Modelli organizzativi e procedurali per garantire alti livelli di sicurezza in occasione di manifestazioni pubbliche

Modelli organizzativi e procedurali per garantire alti livelli di sicurezza in occasione di manifestazioni pubbliche

Il Ministero dell’Interno nel corso dell’anno è intervenuto sulle direttive emanate in merito alle misure di security da adottare in occasione di pubbliche manifestazioni ed eventi di pubblico spettacolo.

Tali direttive fanno emergere però la necessità, sulla base del monitoraggio degli esiti applicativi e del confronto con le realtà territoriali, di alcuni chiarimenti tali da attualizzare le precedenti linee di indirizzo al fine di individuare più efficaci strategie operative a salvaguardia dell’incolumità e della sicurezza dei partecipanti, nel rispetto delle tradizioni storico – culturali e del patrimonio economico – sociale delle collettività sociali.

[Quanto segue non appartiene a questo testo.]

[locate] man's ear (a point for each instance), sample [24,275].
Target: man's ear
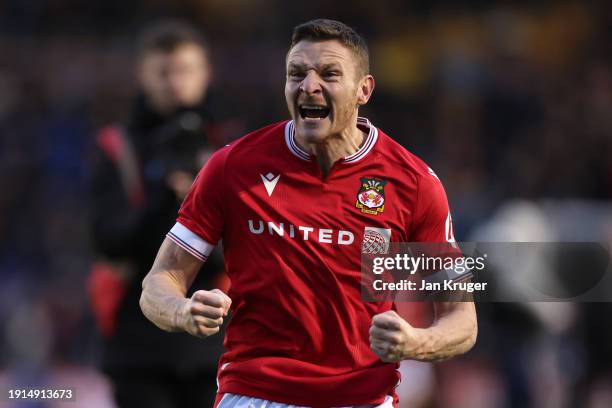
[365,89]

Opportuni approfondimenti di natura tecnica, attuati anche su base dipartimentale, hanno indotto a ritenere di dover superare talune rigidità rilevate nell’applicazione pratica e nei contenuti del modello organizzativo e procedurale della fattispecie.

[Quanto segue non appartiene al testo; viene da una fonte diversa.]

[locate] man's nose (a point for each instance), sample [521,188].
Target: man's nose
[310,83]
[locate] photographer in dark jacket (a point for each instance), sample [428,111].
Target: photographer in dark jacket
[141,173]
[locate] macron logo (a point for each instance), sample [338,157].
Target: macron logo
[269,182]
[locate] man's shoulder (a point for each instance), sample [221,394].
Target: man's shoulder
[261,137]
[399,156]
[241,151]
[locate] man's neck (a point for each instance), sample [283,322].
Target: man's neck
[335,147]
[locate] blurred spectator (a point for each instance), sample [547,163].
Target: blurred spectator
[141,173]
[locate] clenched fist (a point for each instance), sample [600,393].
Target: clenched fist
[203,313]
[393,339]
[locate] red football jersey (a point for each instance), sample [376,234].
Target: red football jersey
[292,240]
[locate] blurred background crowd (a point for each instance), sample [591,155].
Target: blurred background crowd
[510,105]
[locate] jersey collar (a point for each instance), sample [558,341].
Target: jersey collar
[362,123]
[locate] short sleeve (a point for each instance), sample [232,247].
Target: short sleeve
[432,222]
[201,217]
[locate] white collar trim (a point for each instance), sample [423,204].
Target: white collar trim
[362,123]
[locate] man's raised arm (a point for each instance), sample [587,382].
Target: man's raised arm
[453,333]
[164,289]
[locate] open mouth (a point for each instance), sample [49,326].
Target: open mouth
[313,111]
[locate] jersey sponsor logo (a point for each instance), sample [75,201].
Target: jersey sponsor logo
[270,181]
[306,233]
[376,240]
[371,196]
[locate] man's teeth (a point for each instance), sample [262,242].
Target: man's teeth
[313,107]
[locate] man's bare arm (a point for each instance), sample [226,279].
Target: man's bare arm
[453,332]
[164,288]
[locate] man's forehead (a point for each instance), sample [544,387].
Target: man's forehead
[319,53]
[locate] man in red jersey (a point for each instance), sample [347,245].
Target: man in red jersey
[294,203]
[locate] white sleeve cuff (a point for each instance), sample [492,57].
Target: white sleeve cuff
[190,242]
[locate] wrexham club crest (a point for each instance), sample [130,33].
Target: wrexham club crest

All’esito di tali approfondimenti sono stati ridefiniti alcuni passaggi procedurali e favorita, nell’ottica di un approccio “flessibile” alla gestione del rischio, una più idonea parametrazione delle misure cautelari rispetto alle vulnerabilità rilevate in relazione a ciascun evento come appresso indicato:

  1. Le pubbliche manifestazioni sottoposte a regime autorizzatorio richiedono l’iniziativa dell’organizzatore il quale è tenuto ad inviare al Comune, con congruo anticipo rispetto alla data dell’evento, un’istanza corredata dalla documentazione necessaria recante, tra le altre cose, anche l’indicazione delle misure di sicurezza che si intendono adottare.
  2. Gli eventi di pubblico spettacolo secondo le previsioni dell’art. 80 del regio decreto 18 giugno 1931, n. 773 impongono al comune competente di acquisire il parere della commissione comunale o provinciale di vigilanza sui locali di pubblico spettacolo.
  3. Nelle altre ipotesi residuali (…….) il Comune potrà rilasciare direttamente il provvedimento autorizzativo, indicando nello stesso le misure di sicurezza da adottarsi.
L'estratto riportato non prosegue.